4. Choosing the Baseline: Value Function → Advantage#

Define:

\[ V^\pi(s_t) = \mathbb{E}[G_t \mid s_t] \]
\[ Q^\pi(s_t,a_t) = \mathbb{E}[G_t \mid s_t,a_t] \]

Then the advantage function is:

\[ A^\pi(s_t,a_t) = Q^\pi(s_t,a_t) - V^\pi(s_t) \]

Now observe:

\[ \mathbb{E}[G_t - V^\pi(s_t) \mid s_t,a_t] = A^\pi(s_t,a_t) \]

So the policy gradient becomes:

\[ \nabla_\theta J(\theta) = \mathbb{E}\left[ \sum_t \nabla_\theta \log \pi_\theta(a_t \mid s_t) \; A^\pi(s_t,a_t) \right] \]

This is the advantage policy gradient.


5. Temporal-Difference Residual as Advantage Estimator#

In practice, we approximate \(V^\pi\) with \(V_\phi\).

Define the TD error:

\[ \delta_t = r_t + \gamma V_\phi(s_{t+1}) - V_\phi(s_t) \]

If \(V_\phi = V^\pi\), then:

\[ \mathbb{E}[\delta_t \mid s_t,a_t] = Q^\pi(s_t,a_t) - V^\pi(s_t) = A^\pi(s_t,a_t) \]

So the TD residual is an unbiased advantage estimator when the value function is correct.

Note that this is exactly the 1-step advantage estimator: $\( \delta_t = \hat A_t^{(1)}. \)$


6. \(k\)-Step Advantage Estimators#

Define the \(k\)-step bootstrapped return:

\[ G_t^{(k)} = \sum_{l=0}^{k-1} \gamma^l r_{t+l} + \gamma^k V_\phi(s_{t+k}) \]

The corresponding advantage estimator is:

\[ \hat A_t^{(k)} = G_t^{(k)} - V_\phi(s_t) \]

Expressing \(k\)-step advantage via TD residuals#

Using telescoping sums:

\[ \hat A_t^{(k)} = \sum_{l=0}^{k-1} \gamma^l \delta_{t+l} \]

This reveals a continuum of advantage estimators:

  • \(k=1\): pure TD

  • \(k \to \infty\): Monte Carlo return


7. Generalized Advantage Estimation (GAE)#

GAE forms an exponentially weighted average of all \(k\)-step advantages:

\[ \hat A_t^{\text{GAE}(\gamma,\lambda)} = (1-\lambda)\sum_{k=1}^{\infty} \lambda^{k-1} \hat A_t^{(k)} \]

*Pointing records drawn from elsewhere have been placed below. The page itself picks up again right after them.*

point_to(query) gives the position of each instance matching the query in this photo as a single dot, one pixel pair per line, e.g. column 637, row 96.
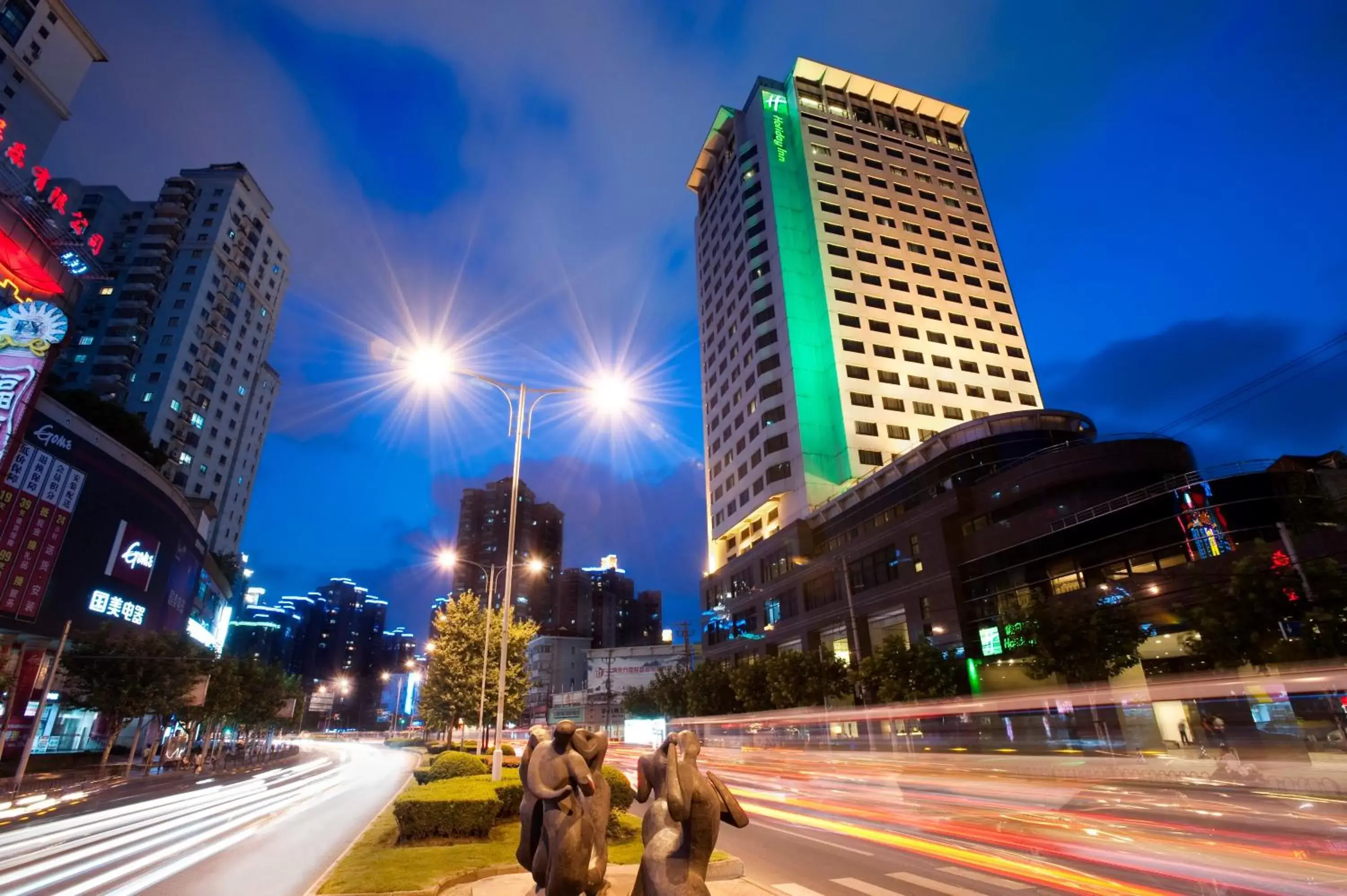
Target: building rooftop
column 838, row 80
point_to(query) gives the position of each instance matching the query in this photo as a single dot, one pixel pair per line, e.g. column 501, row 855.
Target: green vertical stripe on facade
column 818, row 399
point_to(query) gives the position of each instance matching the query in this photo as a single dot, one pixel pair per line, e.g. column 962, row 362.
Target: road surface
column 271, row 833
column 840, row 825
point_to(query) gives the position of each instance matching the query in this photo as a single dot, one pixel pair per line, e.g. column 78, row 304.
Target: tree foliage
column 114, row 419
column 1082, row 637
column 806, row 678
column 1241, row 622
column 454, row 678
column 752, row 690
column 130, row 674
column 899, row 673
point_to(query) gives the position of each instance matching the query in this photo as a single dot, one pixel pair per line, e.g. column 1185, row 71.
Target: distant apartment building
column 484, row 537
column 853, row 299
column 600, row 603
column 49, row 54
column 181, row 333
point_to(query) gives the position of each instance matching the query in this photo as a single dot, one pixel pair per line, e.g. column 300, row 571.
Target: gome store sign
column 134, row 554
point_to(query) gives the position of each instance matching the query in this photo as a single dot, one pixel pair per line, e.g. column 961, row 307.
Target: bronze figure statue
column 563, row 839
column 683, row 822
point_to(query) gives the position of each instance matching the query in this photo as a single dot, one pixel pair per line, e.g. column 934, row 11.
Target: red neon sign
column 57, row 198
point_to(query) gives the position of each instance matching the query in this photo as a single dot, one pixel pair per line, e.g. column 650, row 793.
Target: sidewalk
column 620, row 878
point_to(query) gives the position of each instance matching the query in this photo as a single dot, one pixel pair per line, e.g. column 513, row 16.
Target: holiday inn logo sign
column 775, row 105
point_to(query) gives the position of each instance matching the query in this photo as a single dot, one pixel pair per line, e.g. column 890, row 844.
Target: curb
column 724, row 870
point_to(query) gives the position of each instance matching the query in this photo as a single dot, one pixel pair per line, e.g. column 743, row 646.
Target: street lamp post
column 431, row 365
column 448, row 560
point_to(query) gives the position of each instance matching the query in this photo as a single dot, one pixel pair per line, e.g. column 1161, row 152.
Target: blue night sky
column 1166, row 181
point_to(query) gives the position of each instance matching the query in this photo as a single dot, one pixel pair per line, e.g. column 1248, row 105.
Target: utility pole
column 42, row 705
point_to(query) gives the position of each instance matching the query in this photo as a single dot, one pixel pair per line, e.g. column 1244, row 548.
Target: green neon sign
column 990, row 639
column 814, row 364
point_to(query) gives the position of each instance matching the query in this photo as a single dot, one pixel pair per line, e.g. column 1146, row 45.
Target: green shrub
column 623, row 828
column 623, row 793
column 510, row 791
column 448, row 809
column 450, row 764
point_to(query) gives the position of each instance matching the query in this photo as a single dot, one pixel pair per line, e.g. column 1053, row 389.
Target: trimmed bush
column 510, row 791
column 450, row 764
column 623, row 793
column 623, row 828
column 448, row 809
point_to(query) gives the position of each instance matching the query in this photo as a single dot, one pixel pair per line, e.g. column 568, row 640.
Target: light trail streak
column 1019, row 868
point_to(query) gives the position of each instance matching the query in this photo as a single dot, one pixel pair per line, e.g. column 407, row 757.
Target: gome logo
column 52, row 438
column 135, row 557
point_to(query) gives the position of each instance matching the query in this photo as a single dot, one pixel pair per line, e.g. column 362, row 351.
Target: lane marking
column 950, row 890
column 861, row 887
column 985, row 879
column 813, row 840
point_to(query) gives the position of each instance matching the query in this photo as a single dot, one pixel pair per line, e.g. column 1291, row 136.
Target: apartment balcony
column 115, row 360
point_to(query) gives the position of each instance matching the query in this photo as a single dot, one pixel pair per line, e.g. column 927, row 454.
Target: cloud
column 1159, row 382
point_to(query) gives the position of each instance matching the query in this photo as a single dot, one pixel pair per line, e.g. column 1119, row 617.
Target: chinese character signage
column 116, row 607
column 134, row 554
column 27, row 332
column 37, row 501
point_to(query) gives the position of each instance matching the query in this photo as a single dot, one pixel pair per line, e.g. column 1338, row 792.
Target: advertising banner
column 134, row 556
column 50, row 549
column 26, row 561
column 627, row 672
column 17, row 530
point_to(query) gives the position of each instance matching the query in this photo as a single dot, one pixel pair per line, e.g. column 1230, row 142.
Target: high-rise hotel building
column 181, row 333
column 853, row 299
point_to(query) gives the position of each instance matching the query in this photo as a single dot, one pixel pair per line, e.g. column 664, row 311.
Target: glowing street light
column 430, row 367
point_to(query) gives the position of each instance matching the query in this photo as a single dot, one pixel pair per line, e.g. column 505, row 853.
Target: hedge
column 448, row 809
column 620, row 787
column 456, row 766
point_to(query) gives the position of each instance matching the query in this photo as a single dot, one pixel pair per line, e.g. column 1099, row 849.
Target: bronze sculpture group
column 565, row 810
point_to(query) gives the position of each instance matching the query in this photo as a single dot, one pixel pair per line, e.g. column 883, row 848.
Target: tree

Substitute the TD-residual form and rearrange sums:

\[ \hat A_t^{\text{GAE}} = \sum_{l=0}^{\infty} (\gamma \lambda)^l \delta_{t+l} \]

This is the canonical GAE formula.

The role of \(\lambda\)#

\(\lambda \in [0,1]\) controls the bias-variance tradeoff by tuning how much weight to place on longer-horizon returns:

  • \(\lambda=0\) recovers the 1-step estimator \(\hat A_t^{(1)}=\delta_t\) (low variance, higher bias),

  • \(\lambda \to 1\) approaches Monte Carlo-style advantages (lower bias, higher variance),

  • intermediate values interpolate smoothly between these extremes.

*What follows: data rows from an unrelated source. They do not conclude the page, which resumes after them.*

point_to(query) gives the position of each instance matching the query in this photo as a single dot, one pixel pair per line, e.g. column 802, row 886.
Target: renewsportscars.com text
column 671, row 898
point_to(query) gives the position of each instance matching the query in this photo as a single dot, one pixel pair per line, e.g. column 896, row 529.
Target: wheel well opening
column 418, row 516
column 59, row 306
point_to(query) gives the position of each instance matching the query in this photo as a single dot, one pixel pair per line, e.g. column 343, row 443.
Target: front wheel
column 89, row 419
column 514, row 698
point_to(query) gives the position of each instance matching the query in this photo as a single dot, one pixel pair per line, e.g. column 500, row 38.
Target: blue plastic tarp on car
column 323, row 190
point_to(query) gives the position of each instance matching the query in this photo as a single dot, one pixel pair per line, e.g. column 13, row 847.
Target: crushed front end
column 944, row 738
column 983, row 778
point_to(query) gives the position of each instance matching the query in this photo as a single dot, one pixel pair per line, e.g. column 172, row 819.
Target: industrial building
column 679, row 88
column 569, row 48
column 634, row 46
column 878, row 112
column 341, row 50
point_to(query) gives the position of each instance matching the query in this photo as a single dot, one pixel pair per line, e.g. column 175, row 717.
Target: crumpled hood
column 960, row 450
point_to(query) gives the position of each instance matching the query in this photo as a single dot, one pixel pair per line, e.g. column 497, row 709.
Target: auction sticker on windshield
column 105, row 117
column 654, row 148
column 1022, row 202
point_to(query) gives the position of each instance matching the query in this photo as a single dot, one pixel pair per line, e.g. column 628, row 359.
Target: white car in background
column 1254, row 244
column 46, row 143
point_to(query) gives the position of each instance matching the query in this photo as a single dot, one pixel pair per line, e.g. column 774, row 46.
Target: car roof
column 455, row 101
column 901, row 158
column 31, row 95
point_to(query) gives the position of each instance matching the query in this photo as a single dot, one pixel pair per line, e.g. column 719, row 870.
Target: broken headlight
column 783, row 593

8. Backward Recursive Form (Used in PPO)#

From the series definition:

\[ \hat A_t = \delta_t + \gamma\lambda \delta_{t+1} + (\gamma\lambda)^2 \delta_{t+2} + \cdots \]

we get the recursion:

\[ \hat A_t = \delta_t + \gamma\lambda \hat A_{t+1} \]

with \(\hat A_T = 0\) at terminal states (or masked).

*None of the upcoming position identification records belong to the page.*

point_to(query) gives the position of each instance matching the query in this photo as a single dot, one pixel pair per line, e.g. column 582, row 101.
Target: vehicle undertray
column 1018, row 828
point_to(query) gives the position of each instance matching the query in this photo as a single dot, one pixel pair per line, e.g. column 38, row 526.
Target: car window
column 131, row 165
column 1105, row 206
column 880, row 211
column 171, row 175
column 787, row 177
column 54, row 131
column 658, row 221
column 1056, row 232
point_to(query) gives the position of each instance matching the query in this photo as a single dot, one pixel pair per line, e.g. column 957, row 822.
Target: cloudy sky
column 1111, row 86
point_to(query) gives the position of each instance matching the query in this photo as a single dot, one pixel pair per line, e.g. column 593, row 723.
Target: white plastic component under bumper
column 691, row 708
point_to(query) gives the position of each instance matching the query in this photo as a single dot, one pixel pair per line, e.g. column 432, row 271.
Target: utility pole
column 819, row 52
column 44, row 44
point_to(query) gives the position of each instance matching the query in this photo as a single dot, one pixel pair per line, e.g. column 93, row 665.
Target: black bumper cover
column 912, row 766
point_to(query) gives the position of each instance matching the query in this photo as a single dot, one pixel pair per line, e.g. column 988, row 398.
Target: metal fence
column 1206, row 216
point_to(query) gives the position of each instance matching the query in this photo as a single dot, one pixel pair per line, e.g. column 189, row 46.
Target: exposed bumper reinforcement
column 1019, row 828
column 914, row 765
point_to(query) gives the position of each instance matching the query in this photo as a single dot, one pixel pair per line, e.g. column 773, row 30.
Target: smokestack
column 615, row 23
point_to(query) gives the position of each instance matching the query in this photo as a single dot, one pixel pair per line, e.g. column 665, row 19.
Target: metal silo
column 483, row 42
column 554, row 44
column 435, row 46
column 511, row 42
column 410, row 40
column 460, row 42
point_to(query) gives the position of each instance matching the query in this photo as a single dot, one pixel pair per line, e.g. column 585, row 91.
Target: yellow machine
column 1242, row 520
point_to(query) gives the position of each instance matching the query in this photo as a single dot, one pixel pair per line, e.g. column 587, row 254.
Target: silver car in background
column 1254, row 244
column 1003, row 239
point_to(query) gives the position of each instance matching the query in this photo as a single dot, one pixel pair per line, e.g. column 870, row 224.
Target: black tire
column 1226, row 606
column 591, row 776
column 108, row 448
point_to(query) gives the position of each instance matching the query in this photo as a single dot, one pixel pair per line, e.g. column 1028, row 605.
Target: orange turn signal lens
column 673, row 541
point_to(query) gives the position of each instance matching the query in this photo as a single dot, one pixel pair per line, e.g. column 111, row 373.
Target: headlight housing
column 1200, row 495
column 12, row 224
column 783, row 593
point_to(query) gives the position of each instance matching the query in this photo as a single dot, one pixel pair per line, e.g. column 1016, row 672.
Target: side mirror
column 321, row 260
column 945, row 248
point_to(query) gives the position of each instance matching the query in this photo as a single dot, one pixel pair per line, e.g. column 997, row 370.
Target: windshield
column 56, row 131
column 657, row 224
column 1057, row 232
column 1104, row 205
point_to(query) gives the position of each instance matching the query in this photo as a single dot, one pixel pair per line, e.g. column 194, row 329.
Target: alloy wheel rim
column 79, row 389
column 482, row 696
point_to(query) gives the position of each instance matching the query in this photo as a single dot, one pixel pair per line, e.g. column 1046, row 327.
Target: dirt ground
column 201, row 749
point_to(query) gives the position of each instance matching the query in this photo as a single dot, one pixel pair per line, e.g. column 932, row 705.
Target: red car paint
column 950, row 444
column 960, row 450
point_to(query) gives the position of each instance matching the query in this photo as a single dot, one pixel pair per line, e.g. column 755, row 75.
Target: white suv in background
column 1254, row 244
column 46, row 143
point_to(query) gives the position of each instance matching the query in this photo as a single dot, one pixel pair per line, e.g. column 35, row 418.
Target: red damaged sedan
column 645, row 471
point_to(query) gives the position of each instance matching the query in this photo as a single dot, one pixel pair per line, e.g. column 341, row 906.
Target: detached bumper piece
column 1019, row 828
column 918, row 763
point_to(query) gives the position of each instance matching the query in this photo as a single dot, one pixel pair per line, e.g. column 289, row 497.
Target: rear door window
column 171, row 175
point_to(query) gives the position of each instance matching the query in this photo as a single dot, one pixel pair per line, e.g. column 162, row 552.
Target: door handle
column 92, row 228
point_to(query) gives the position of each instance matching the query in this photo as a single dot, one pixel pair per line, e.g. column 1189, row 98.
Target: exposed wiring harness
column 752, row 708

This explains why GAE is computed backward in time.


9. Summary: Why Advantage and GAE#

  • Replacing \(R(\tau)\) with \(G_t\) improves credit assignment

  • Subtracting \(V(s_t)\) reduces variance

  • TD residuals approximate advantages efficiently

  • GAE interpolates between low-variance TD and low-bias Monte Carlo

  • PPO uses GAE for stable, sample-efficient policy optimization

This completes the full derivation from trajectory return to GAE-based advantage estimation.